3. Run step #1 again, this time starting up the server without collecting the
profile.
4. Run step #2 again, and record the total time to complete the test in
seconds. This value will be used by the script to calculate the
CPU(non-GPU) seconds for the analysis.
5. Say the run elapsed time from step #4 is 132 seconds. Run script to
analyze:
```bash
python3 gputrc2graph.py \
--in_file run1.nsys-rep,sglang,llama,132
```
The command will produce 2 files for analysis:
- result.html: this categorizes kernel names into different categories in a
stacked bar chart.
- result.csv: shows how the kernel names are mapped to the different
categories.
### HTML visualization with result.html
The html file shows the number of elapsed seconds due to different GPU
Substages or categories, which consist of attention kernels as the biggest
category, at 63 seconds, followed by "gemm" kernels. This lets the user
prioritize the kernels to focus on for performance optimizations.
There's also an appended data table underneath the bar chart for copying out to
other post-processing tools.
### Kernel to category mapping with result.csv
Suppose the user would like to focus on improving triton kernels. It's not the
biggest consumer of cycles at .01 sec but perhaps it hasn't been optimized.
The next step is to use the result.csv to dive into what the kernels are which
compose the triton kernel GPU cycles.
## Example 2: analyze multiple profiles
Suppose the user has multiple nsys trace files, captured for different models,
say llama and gpt-oss in this case, and wish to compare their GPU/non-GPU
time, something like the following command can be used.
```bash
python3 gputrc2graph.py \
--in_file run1.nsys-rep,sglang,llama,100 run2.nsys-rep,sglang,gpt-oss,102 \
--out_dir results
```
The analysis process is similar to example 1 but now there will be multiple
stack bar charts that can be compared. The categories for the different
kernels will remain the same, so that it's easy to compare the GPU cycles for
the same categories.
Once a category is shown to have more cycles for one configuration than
another, the next step would be to use the csv file to see what kernels are
mapped into that category, and which kernels are taking the largest amount of
time which would cause a difference for the overall category.
## Example 3: add new classification for a new model
To create a new engine DEF with model ABC, just add another json file in the same directory as
gputrc2graph.py with the same format as the other json files. The script will automatically pick up all the json files in the same directory as engine/model specifications.

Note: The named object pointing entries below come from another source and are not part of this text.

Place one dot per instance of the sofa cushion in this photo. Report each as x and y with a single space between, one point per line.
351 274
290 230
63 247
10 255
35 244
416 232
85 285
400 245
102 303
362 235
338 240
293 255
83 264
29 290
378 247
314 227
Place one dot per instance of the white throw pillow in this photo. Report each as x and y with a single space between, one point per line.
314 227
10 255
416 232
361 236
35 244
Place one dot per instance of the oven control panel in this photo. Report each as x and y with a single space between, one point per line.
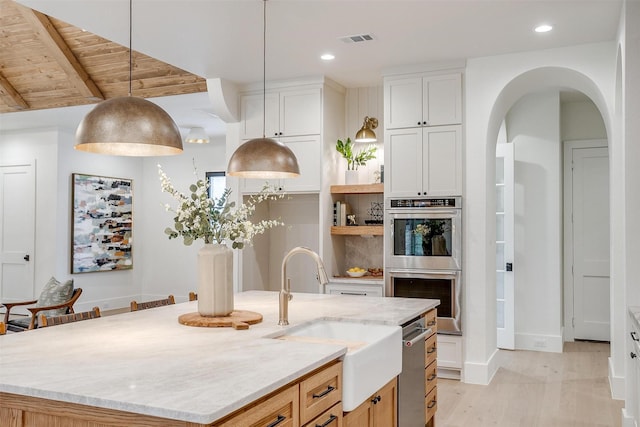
448 202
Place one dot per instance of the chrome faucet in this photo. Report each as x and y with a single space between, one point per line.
285 289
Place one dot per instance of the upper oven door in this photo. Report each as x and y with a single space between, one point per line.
424 239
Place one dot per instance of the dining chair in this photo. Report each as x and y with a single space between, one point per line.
56 298
136 306
45 321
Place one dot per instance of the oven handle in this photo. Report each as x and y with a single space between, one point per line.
418 273
419 338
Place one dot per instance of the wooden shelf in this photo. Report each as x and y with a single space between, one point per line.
358 189
357 230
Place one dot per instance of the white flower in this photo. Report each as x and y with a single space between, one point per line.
215 220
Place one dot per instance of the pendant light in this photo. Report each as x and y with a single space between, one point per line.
128 125
366 133
263 157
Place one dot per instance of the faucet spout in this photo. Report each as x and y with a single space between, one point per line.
285 288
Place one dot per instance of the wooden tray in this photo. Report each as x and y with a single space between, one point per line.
238 319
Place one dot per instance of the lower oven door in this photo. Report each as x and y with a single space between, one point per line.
443 285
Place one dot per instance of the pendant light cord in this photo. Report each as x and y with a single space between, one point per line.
264 68
130 51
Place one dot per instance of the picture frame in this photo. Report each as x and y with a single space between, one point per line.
101 223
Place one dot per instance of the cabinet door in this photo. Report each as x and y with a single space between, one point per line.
309 154
442 161
442 97
403 154
251 117
385 413
403 102
300 112
362 416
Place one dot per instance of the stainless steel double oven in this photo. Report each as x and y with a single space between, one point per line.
423 254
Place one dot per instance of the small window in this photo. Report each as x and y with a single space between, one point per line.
217 184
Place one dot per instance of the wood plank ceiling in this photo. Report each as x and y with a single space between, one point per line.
47 63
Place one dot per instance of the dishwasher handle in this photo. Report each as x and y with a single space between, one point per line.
420 337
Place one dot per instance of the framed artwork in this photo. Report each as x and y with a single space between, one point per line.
102 214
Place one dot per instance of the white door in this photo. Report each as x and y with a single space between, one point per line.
505 302
590 242
17 230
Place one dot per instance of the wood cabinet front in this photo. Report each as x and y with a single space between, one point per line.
380 410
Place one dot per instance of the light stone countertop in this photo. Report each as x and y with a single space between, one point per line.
146 362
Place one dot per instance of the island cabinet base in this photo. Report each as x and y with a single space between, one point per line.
288 406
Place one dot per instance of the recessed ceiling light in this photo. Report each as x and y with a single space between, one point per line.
544 28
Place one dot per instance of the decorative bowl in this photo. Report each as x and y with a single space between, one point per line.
356 273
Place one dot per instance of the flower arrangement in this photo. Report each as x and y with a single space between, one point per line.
355 159
215 220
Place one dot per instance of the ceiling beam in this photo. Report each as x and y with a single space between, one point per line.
10 96
61 52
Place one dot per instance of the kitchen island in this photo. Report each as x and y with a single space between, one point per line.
147 363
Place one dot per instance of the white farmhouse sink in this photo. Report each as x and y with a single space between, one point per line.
373 358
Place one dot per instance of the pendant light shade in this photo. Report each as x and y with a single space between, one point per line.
128 126
366 133
263 158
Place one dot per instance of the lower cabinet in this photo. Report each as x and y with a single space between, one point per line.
380 410
313 400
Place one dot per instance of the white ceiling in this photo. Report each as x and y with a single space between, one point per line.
223 38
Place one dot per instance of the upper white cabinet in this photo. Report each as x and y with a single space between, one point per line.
423 161
308 152
422 100
288 113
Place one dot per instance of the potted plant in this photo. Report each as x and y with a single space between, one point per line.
354 159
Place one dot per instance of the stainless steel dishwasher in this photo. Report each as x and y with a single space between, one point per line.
411 382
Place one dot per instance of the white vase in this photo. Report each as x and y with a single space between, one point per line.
215 280
351 177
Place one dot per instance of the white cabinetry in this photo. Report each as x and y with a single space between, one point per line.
288 113
293 117
423 100
423 161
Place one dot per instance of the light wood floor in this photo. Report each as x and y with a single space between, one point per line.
536 389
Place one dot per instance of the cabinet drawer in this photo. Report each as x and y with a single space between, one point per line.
330 418
431 376
430 320
281 408
431 349
320 391
431 404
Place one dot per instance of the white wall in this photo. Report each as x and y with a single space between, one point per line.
493 85
169 266
533 126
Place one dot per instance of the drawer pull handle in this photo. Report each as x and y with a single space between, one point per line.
280 419
331 419
324 393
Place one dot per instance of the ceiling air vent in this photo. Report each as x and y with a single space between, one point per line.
357 38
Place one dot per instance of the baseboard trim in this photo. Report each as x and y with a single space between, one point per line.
482 373
616 383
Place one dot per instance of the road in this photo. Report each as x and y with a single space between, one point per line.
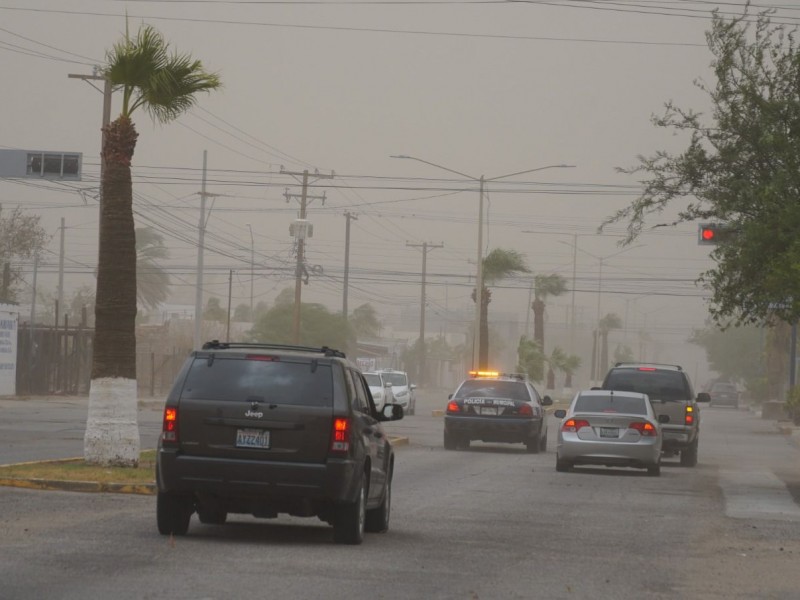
490 522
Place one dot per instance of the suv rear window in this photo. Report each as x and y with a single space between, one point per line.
658 384
275 381
487 388
610 403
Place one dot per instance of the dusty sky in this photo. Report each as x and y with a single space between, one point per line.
483 88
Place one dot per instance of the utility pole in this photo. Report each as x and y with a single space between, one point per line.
425 247
350 217
60 301
300 267
198 298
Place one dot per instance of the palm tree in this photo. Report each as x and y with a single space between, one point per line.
497 265
152 281
544 286
165 84
607 323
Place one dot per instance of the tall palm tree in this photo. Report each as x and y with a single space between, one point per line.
152 281
497 265
164 84
544 286
607 323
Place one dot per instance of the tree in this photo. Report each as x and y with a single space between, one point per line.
741 167
164 84
497 265
544 286
21 238
318 327
152 281
364 321
607 323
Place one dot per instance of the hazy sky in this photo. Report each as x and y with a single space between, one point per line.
484 88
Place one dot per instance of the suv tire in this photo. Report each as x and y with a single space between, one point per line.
689 455
173 513
348 526
378 518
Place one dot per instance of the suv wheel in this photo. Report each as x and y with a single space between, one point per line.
348 527
689 455
173 513
378 518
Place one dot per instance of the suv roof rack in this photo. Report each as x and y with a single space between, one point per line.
217 345
634 364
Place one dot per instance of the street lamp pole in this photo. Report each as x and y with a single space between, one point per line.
476 362
252 268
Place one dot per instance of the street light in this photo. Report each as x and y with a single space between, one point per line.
476 363
252 278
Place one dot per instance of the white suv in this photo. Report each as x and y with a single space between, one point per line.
402 389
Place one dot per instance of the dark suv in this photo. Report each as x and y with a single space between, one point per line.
265 429
671 393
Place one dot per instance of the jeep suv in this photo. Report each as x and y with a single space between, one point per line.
670 392
264 429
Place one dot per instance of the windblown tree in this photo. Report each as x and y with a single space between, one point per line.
544 287
498 264
152 281
741 168
164 84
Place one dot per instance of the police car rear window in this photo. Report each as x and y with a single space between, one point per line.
279 382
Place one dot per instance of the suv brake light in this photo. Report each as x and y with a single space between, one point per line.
169 430
574 425
453 407
644 428
340 440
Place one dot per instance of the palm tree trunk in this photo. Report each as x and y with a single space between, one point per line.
112 431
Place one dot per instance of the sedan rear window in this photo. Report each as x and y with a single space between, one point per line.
657 384
612 404
278 382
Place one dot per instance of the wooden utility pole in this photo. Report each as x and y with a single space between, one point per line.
300 268
425 248
350 217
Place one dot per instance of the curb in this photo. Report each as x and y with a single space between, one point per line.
141 489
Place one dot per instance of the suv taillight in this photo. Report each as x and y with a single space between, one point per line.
574 425
340 436
644 428
169 431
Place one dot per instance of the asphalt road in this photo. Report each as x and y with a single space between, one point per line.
490 522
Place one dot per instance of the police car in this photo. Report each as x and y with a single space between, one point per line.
496 407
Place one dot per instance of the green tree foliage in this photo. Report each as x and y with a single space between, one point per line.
498 264
21 238
737 354
364 321
318 327
531 359
152 281
741 167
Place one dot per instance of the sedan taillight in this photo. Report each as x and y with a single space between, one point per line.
644 428
574 425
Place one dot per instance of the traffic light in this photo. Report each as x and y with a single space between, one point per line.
711 233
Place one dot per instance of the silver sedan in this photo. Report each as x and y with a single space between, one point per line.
615 429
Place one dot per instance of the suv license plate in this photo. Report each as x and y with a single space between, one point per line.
252 438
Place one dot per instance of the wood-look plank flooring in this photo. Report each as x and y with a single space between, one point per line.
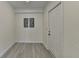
28 50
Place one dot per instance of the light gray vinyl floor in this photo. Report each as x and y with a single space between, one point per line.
28 50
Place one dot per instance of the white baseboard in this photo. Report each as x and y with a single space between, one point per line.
1 54
29 41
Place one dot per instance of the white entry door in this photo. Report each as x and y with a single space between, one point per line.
55 41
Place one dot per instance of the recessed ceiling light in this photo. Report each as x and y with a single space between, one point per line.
27 1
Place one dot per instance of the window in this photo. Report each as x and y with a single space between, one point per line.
25 22
31 22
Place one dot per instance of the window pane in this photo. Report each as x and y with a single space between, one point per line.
32 22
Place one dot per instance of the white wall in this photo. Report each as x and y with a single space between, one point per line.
32 35
7 27
71 29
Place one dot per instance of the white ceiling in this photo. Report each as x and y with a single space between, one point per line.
27 5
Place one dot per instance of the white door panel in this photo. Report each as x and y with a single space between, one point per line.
56 31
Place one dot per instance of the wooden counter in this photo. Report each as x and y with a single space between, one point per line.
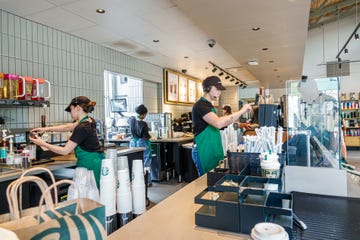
173 218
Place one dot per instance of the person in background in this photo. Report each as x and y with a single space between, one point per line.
207 149
141 137
226 110
83 140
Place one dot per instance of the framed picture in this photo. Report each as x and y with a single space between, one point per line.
180 88
191 91
183 89
172 87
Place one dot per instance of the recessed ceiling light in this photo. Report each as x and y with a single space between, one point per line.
99 10
253 62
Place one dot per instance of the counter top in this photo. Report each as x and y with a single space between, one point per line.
174 218
179 139
62 162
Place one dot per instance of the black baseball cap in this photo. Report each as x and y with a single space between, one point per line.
77 101
213 81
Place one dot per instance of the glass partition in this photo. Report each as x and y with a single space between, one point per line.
314 123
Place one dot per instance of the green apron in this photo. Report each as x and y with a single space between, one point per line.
90 160
209 147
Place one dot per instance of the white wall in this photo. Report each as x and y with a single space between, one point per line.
321 49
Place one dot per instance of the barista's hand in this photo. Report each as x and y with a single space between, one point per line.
36 139
247 108
38 130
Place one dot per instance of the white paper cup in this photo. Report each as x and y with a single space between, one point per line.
112 154
124 202
137 175
138 198
107 169
123 184
108 195
268 231
270 169
122 163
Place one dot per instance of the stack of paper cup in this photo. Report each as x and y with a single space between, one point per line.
111 153
138 188
108 193
270 168
124 199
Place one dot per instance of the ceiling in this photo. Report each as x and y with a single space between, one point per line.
183 27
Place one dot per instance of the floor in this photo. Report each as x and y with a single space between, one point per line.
161 190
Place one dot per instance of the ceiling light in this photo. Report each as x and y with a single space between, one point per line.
253 62
99 10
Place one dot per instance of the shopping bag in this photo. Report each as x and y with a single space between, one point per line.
80 218
90 224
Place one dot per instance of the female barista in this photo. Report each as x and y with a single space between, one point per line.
140 136
207 150
88 151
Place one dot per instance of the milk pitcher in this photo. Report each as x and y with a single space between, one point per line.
16 85
44 91
31 88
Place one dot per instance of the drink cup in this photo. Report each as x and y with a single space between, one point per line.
112 154
270 169
124 202
107 169
123 163
138 198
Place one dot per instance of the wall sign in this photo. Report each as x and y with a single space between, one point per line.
181 89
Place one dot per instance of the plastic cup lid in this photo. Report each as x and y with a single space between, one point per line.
268 231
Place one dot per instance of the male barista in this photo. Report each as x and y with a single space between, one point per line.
207 150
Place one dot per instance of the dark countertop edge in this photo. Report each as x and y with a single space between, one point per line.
51 166
181 139
59 164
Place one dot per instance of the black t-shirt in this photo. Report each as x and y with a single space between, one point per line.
85 136
139 129
200 109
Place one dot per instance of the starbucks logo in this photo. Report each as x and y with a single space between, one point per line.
105 171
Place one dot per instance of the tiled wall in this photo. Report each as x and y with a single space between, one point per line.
74 66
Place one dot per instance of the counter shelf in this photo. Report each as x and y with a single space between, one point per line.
239 212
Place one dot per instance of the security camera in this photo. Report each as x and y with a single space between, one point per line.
211 42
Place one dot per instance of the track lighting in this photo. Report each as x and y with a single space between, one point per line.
228 75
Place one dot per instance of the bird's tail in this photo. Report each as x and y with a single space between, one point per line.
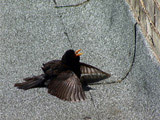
32 82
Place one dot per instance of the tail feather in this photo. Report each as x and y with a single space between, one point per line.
31 82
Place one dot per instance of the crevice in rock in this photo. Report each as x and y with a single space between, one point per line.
132 63
75 5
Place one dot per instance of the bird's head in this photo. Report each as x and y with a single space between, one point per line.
71 57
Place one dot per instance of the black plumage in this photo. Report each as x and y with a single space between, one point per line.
65 78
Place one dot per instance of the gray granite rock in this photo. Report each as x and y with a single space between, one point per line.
33 32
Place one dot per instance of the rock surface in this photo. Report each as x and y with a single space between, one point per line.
33 32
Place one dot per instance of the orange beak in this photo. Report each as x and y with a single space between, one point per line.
77 52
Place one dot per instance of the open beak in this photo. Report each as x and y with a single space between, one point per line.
77 52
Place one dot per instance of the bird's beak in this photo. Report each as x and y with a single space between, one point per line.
77 52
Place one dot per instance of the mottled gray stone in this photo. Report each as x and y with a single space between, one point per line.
32 32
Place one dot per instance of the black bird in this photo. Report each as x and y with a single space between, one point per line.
65 78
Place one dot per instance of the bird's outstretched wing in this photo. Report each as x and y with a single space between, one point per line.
91 74
67 86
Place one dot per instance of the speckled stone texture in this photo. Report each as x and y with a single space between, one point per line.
33 32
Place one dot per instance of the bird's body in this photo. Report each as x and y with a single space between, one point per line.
63 78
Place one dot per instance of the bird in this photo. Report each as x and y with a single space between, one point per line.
65 78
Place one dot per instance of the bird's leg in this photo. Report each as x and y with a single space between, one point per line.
75 5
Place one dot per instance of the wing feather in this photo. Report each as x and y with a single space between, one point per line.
92 74
67 86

Then, for this new model, suppose there are 4 kernels to be classified into
"gemm" and "attn", where the gemm kernels have names with "*H*" or "*I*" in
them, and attn kernels have names with "*J*" or "*K*" in them, just add another
.json file in the same directory as gputrc2graph.py with the same format as
the other json files, like the following:
```json
{
"DEF": {
"ABC": {
"H|I": "gemm",
"J|K": "attn",
"CUDA mem": "non-gpu-H_D_memops",
".*": "misc"
}
}
}
```
Each entry in the dictionary consists of:
- key: a regex used to classify the kernels
- value: the category to classify the kernels into.
The last 2 entries are common for all engine/models, consisting of CUDA memory
operations and a 'misc' for anything that's leftover and can't be classified.
When invoking gputrc2graph.py, specify a trace file with this new model/engine
like the following:
```bash
--in_file new.nsys-rep,DEF,ABC,<runtime>
```
If the engine_DEF.json file already exists, just add the model as a new node in
the existing engine file, after the other models.